KLEB, CHIUSA UNA SETTIMANA DA FAVOLA. UDINE VA AL TAPPETO

L’avevamo scritto alla vigilia: battere Udine per chiudere una settimana da sogno. Bene, così è stato. Dopo Mantova e Ravenna è arrivato pure lo scalpo casalingo contro i bianconeri, grazie ad una prestazione davvero maiuscola da parte dell’intera squadra biancazzurra, che con il successo contro la GSA rimette un piede nei play off. Al “palace” finirà 92-77.

Primi 10’ della gara tutti a favore del Kleb, che attacca e difende come meglio non potrebbe: Fantoni, Moreno e soprattutto capitan Cortese (10 punti al 10’) sono gli assoluti mattatori della prima frazione, che finisce con 28 punti realizzati e solamente 14 rimediati. Applausi. Dopo la prima mini pausa le cose cambiano decisamente, coach Lardo manda Bushati in campo e l’ex Brescia propizia con alcuni canestri da grande giocatore il rientro dei bianconeri: al 13’ è 28-24, al 15’, dopo la tripla di Bushati, 31-29, il tutto prima dei due liberi di Mortellaro e del fallo di Fantoni numero tre. Al 18’, Dykes insacca il 32-31, al 19’ la bomba di Nobile consente a Udine di mettere il naso avanti (35-36). Nei secondi 10’ il Kleb dal campo trova solamente tre canestri da fuori e nient’altro. Davvero fondamentale il canestro da fuori di Cortese che consente ai biancazzurri di chiudere avanti 38-36 i primi 20’.
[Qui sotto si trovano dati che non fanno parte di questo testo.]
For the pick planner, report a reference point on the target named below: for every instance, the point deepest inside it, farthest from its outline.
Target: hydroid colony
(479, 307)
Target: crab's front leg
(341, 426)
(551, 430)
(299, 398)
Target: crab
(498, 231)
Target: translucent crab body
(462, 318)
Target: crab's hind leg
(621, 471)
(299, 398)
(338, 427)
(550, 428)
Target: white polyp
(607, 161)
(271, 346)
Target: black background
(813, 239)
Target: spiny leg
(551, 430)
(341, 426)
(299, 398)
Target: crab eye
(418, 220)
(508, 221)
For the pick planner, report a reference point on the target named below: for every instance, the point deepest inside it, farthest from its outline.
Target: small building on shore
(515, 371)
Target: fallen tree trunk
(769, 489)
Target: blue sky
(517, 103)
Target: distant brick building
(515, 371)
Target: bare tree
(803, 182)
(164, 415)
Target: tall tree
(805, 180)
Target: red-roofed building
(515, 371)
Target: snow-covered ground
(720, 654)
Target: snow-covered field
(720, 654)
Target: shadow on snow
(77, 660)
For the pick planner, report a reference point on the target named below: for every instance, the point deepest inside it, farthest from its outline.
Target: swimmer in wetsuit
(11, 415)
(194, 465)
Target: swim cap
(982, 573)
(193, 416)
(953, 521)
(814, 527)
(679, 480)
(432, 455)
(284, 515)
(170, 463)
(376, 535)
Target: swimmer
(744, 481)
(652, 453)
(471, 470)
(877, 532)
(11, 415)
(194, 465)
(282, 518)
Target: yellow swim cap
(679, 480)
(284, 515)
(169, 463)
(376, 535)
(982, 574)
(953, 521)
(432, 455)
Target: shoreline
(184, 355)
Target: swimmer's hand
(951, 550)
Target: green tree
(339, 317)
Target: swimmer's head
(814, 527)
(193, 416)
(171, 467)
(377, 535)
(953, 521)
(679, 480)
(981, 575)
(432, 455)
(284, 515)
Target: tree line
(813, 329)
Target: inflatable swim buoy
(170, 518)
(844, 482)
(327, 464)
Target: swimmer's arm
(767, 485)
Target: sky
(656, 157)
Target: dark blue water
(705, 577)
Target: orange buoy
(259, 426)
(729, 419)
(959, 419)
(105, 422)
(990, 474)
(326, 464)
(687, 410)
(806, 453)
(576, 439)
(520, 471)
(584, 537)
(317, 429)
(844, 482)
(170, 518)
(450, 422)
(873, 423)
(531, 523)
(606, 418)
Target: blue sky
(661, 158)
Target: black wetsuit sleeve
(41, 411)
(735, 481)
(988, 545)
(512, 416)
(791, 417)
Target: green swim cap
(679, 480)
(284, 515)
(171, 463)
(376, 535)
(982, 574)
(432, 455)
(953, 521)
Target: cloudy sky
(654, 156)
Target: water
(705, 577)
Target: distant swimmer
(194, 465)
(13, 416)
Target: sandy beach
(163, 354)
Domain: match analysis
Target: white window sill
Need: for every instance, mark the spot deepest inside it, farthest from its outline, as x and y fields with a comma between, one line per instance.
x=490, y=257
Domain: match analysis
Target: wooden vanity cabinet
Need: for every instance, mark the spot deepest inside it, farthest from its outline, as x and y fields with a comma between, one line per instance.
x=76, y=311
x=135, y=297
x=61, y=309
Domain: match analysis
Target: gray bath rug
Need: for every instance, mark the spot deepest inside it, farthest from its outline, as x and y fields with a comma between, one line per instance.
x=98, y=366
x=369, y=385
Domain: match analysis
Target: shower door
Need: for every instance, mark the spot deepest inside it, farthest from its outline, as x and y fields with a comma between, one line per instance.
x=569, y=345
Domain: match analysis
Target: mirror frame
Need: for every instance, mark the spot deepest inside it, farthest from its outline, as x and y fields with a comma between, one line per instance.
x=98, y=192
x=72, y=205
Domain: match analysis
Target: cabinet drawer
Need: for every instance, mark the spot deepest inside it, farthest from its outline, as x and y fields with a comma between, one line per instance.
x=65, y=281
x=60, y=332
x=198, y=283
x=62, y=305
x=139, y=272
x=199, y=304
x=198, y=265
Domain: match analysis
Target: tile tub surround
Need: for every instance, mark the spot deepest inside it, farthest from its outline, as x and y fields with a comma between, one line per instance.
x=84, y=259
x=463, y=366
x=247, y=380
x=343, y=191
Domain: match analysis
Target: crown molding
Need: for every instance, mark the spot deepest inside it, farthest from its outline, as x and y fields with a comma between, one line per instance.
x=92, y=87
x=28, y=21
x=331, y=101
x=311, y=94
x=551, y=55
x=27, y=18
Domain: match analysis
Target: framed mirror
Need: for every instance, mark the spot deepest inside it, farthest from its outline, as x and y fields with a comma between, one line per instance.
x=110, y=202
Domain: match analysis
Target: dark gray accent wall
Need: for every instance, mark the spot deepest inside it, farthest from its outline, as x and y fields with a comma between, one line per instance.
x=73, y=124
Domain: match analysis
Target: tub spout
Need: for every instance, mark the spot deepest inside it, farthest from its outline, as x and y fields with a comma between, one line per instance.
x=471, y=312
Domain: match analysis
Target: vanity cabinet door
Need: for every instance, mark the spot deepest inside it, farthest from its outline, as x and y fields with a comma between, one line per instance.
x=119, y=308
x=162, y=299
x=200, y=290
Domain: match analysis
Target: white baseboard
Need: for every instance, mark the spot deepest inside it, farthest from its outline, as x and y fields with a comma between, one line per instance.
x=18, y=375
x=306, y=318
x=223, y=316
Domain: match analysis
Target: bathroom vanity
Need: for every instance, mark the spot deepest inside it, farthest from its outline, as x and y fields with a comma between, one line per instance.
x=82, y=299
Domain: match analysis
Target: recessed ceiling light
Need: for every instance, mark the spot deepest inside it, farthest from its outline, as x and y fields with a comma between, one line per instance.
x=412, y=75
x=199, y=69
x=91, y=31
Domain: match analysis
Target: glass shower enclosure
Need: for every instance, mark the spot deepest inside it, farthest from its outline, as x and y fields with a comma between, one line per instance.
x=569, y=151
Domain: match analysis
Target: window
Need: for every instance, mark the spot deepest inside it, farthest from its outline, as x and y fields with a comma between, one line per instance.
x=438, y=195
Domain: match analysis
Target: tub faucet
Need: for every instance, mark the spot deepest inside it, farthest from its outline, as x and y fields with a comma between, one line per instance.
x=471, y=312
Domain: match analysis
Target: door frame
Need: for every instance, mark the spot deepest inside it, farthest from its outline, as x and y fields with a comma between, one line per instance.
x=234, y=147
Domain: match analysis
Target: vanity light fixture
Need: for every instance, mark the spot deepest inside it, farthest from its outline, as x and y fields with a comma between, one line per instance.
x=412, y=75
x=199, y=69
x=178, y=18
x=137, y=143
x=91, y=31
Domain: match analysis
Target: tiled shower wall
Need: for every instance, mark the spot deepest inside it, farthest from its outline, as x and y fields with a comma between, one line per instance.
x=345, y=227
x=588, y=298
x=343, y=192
Adesso sì che diventa avvincente, il match fra Ferrara e Udine. Allungano di nuovo con Molinaro, Rush, Moreno (che bravo!) e Cortese, i biancazzurri: al 24’ è 50-41. Apoteosi Kleb. Non è terza per niente, Udine, che con Veideman mattatore arriva fino al 50 pari del 26’. La Bondi non si scompone di un millimetro e negli ultimi 4’ del terzo quarto manda a referto il controbreak di 14-0 che sa tanto di trionfo: Moreno, ancora Moreno per Molinaro, Cortese schiaccia, Hall (ennesimo Mvp del mese) realizza canestri da fantabasket: al 30’ è 64-50 e il “palace” è in visibilio. Ultimi 10’, difesa super, canestri altrettanto decisivi di Panni (bombe fondamentali le sue) e capitan Cortese, autore di un’altra prestazione davvero monstre, come quella dell’intera Bondi, capace di tirare con il 45% da fuori, di vincere il duello sotto i tabelloni e di centrare il quarto successo nelle ultime cinque gare. Adesso, forse la gara più difficile, quella sul campo di Orzinuovi. Avanti così, Kleb.